In both states, people in the new population with income at or below 100 percent of the federal poverty line and medically frail people will receive coverage under the traditional Medicaid program. This helps ensure that a few high-cost people will not drive up costs for other people in the marketplaces and allows vulnerable people to use a system that is more familiar to them, officials said.

In 2013, the federal poverty line is $11,490 for a single person.

In Iowa, state officials will be allowed by CMS officials to charge a monthly premium to people with income above the federal poverty line. Some consumer advocates worry that could discourage people from enrolling.

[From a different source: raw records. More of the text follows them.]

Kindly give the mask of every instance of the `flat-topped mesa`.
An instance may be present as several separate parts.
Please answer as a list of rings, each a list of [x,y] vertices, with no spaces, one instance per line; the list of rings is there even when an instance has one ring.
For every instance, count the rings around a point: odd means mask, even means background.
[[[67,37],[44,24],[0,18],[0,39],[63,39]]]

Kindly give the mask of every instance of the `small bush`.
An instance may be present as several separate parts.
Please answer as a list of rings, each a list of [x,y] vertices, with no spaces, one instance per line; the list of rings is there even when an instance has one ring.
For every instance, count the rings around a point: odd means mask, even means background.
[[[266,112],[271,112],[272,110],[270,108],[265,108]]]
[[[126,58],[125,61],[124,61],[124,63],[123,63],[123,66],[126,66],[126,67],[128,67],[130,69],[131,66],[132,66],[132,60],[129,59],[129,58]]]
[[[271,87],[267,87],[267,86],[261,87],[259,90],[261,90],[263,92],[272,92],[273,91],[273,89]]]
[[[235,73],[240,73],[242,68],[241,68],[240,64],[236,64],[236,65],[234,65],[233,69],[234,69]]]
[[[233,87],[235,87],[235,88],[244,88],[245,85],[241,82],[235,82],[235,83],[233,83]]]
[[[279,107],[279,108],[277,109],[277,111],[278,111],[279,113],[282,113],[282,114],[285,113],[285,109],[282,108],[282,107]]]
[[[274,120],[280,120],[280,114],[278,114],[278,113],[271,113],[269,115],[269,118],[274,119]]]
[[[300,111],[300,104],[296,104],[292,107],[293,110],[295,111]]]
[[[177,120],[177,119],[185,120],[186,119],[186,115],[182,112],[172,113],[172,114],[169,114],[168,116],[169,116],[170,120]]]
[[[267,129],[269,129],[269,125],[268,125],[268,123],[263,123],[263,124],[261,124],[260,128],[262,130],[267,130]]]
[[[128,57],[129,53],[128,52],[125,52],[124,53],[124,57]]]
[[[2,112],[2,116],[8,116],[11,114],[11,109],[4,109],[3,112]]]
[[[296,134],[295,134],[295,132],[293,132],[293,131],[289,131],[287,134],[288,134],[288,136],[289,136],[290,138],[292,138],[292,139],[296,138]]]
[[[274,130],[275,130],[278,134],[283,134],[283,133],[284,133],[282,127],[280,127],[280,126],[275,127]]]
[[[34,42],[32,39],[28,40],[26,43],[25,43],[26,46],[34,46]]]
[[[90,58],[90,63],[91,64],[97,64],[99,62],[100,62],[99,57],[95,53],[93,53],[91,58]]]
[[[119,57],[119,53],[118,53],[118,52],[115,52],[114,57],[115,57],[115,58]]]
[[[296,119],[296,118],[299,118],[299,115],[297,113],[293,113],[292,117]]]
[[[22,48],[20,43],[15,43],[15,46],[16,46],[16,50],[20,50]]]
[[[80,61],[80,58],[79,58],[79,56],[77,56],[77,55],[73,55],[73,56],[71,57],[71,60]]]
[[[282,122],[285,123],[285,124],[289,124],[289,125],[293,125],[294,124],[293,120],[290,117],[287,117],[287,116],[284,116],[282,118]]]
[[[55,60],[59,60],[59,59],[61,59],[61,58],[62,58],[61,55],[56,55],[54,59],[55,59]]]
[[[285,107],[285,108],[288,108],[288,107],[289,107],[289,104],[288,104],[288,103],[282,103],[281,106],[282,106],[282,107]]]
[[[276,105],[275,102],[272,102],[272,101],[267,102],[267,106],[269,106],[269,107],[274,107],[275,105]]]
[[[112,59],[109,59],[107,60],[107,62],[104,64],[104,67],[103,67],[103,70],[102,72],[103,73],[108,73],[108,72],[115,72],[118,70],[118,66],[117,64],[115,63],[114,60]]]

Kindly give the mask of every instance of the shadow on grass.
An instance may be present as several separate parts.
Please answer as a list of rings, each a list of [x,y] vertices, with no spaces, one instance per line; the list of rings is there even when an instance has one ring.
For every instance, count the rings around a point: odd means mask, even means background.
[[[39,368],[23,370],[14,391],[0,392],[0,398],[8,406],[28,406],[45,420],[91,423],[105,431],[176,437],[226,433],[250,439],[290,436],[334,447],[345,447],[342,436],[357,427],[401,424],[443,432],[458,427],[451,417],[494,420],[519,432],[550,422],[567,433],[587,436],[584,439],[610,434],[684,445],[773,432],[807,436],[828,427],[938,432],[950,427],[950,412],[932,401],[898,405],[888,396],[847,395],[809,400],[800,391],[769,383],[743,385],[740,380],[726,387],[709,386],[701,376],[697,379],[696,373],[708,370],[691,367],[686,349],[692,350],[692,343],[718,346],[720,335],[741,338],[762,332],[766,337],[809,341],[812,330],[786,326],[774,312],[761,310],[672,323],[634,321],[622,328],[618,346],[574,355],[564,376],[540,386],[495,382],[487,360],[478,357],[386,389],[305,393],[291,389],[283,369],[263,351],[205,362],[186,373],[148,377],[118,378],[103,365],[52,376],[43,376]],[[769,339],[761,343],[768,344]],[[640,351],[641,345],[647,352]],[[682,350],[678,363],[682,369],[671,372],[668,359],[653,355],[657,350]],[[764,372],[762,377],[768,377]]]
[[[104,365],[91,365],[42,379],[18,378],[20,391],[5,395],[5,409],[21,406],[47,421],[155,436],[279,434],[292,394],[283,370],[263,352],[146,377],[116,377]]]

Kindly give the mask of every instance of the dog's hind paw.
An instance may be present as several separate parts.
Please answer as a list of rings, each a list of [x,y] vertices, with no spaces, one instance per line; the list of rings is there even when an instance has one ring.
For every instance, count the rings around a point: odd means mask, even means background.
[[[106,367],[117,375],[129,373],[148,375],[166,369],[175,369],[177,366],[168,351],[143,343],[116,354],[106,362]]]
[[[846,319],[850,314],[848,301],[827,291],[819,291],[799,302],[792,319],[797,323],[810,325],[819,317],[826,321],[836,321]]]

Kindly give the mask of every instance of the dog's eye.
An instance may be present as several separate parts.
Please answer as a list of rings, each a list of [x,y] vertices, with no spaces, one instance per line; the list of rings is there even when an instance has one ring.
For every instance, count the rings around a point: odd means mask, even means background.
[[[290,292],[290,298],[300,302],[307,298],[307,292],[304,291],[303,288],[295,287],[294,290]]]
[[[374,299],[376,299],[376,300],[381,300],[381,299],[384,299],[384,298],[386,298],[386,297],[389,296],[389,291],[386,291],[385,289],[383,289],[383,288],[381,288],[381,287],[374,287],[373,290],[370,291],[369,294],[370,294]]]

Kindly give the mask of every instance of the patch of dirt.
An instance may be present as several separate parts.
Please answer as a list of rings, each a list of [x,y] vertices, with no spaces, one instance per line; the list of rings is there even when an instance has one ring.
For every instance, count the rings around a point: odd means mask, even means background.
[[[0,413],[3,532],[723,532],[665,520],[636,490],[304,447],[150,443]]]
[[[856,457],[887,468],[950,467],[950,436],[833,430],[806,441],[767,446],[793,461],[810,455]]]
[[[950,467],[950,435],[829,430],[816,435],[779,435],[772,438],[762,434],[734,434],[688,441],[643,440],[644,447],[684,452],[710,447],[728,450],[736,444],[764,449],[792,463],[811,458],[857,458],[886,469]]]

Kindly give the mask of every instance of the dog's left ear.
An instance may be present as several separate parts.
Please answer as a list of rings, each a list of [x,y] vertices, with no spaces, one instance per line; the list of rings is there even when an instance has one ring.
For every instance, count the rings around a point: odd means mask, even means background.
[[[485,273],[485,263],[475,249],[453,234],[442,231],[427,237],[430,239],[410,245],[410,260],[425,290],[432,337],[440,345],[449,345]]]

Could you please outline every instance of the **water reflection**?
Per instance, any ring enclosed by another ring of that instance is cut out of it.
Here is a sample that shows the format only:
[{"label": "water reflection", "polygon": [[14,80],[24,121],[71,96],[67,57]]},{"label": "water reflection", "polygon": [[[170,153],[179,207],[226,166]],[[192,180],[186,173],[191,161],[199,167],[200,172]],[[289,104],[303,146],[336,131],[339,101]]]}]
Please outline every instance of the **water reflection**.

Federal officials did not approve Iowa's request to charge premiums to people with incomes between 50 and 100 percent of the federal poverty line. An administration official said that CMS does not believe requiring the payment of premiums at income levels that low without safeguards will further the objectives of the Medicaid program, which is the legal standard for granting state demonstration requests.

About 40 states charge premiums to some Medicaid enrollees, but no state charges premiums to people with income below the poverty line.

Iowa officials also will be allowed to create an incentive program to encourage people who are gaining coverage through the Medicaid expansion to adopt healthy behavior. The state also will be permitted to test payment ideas that promote care coordination, lower costs, and higher-quality care.

"Iowa has pioneered innovative, state-based solutions for Medicaid expansion, and we are pleased to grant this waiver," said CMS Administrator Marilyn Tavenner. "CMS stands ready to work with other states to explore options that aim to improve care and lower costs in the Medicaid program."

The Iowa waivers will extend Medicaid coverage to more than 100,000 additional Iowans, said administration officials.